En mettant des chiffres sur ces exemples, imaginons alors que les frais d’immatriculation seraient de 25 $ par tranche de 25 grammes de CO2 par kilomètre pour les 200 premiers grammes, puis une prime sévère de 50 $ par tranche de 25 grammes de CO2, passé 200 grammes. Finalement, une prime encore plus sévère de 100 $ par tranche de 25 grammes de CO2, au-delà de 300 grammes serait applicable.

Cela se traduirait par exemple par des frais d’immatriculation pour une Toyota Prius de 201,04 $ (sans frais attribuables au transport en commun), alors que la prime actuelle est de 194,04 $. Or, pour un Toyota 4Runner dont les frais actuels sont de 230,29 $ (en raison d’une surtaxe à la cylindrée de 36,25 $), la prime grimperait à 576,04 $. Et pour le Grand Cherokee SRT Trackhawk?
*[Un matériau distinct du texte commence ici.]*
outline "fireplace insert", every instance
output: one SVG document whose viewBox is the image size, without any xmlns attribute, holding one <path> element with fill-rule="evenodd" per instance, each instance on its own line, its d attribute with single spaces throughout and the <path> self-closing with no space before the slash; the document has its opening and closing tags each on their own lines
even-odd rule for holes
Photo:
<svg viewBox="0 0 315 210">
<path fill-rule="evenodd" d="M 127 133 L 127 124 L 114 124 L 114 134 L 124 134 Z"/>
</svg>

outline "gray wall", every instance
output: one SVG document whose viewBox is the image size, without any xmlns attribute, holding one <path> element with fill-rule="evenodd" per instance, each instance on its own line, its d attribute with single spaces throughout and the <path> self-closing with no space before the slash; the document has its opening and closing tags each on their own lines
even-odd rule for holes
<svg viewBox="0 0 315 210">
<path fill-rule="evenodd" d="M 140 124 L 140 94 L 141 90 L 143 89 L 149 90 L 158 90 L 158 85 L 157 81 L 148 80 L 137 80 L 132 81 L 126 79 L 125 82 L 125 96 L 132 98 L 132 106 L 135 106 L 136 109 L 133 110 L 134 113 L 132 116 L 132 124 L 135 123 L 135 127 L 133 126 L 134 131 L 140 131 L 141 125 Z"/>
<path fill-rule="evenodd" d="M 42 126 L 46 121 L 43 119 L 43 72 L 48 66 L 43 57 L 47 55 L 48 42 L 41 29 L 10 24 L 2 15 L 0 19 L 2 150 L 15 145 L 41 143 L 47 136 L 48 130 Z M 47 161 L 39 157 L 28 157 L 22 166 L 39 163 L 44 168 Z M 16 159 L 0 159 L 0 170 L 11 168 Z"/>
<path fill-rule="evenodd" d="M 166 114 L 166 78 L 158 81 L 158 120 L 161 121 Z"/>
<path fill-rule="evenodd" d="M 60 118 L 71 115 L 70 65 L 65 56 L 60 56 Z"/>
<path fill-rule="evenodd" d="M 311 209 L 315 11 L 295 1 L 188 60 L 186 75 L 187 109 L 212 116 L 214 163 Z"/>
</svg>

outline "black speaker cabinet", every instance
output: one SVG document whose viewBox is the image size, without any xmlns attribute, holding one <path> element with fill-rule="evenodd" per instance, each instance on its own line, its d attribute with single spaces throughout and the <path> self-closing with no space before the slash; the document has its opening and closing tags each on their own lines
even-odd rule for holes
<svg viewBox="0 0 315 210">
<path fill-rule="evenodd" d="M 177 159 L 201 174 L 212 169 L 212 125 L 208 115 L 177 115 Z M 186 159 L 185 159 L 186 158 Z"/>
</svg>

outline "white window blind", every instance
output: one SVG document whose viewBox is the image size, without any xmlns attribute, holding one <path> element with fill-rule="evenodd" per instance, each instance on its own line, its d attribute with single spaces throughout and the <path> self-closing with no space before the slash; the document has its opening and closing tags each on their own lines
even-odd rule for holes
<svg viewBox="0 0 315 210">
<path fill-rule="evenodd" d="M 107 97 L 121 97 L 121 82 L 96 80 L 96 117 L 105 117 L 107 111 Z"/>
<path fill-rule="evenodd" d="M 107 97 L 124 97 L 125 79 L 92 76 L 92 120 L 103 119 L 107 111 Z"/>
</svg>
Une prime de 976,04 $, ce qui - avec les frais de transport en commun - dépasserait le seuil psychologique des 1 000 $ par an.

Évidemment, cette taxation se verrait à mon sens appliquée à partir d’une date butoir, que pour l’achat de véhicules neufs. Parce qu’il ne serait pas logique de changer les règles pour un véhicule qui circule déjà depuis plusieurs années, et pour lequel l’empreinte écologique est déjà faite en grande partie. Car il ne faut pas oublier que la fabrication, en incluant le transport, la manutention de pièces et l’exercice manufacturier constitue la majeure partie des émissions polluantes attribuables à la vie d’un véhicule.

Je sais, les Québécois sont déjà lourdement taxés et j’entends déjà les acheteurs se plaindre de l’éventuelle mise en application d’une telle règle. Or, parce que la taxe actuelle sur l’immatriculation est illogique et qu’elle ne tient pas compte de la consommation d’un véhicule et de ses émissions polluantes, je suis d’avis qu’il est plus qu’urgent de la mettre à jour.

D’une part, pour conscientiser les automobilistes qui favoriseraient par exemple un Toyota RAV4 hybride plutôt qu’un Volkswagen Tiguan, leur faisant ainsi épargner 150 $ par an. Mais aussi, pour permettre de conserver l’application du crédit applicable à l’achat d’un véhicule électrique, ce qui coûte cher à l’État. En espérant bien sûr que ces fonds seraient parfaitement gérés et redistribués en entier dans le fonds vert, nécessaire aux changements de mœurs des automobilistes. Mais ça, c’est un autre dossier!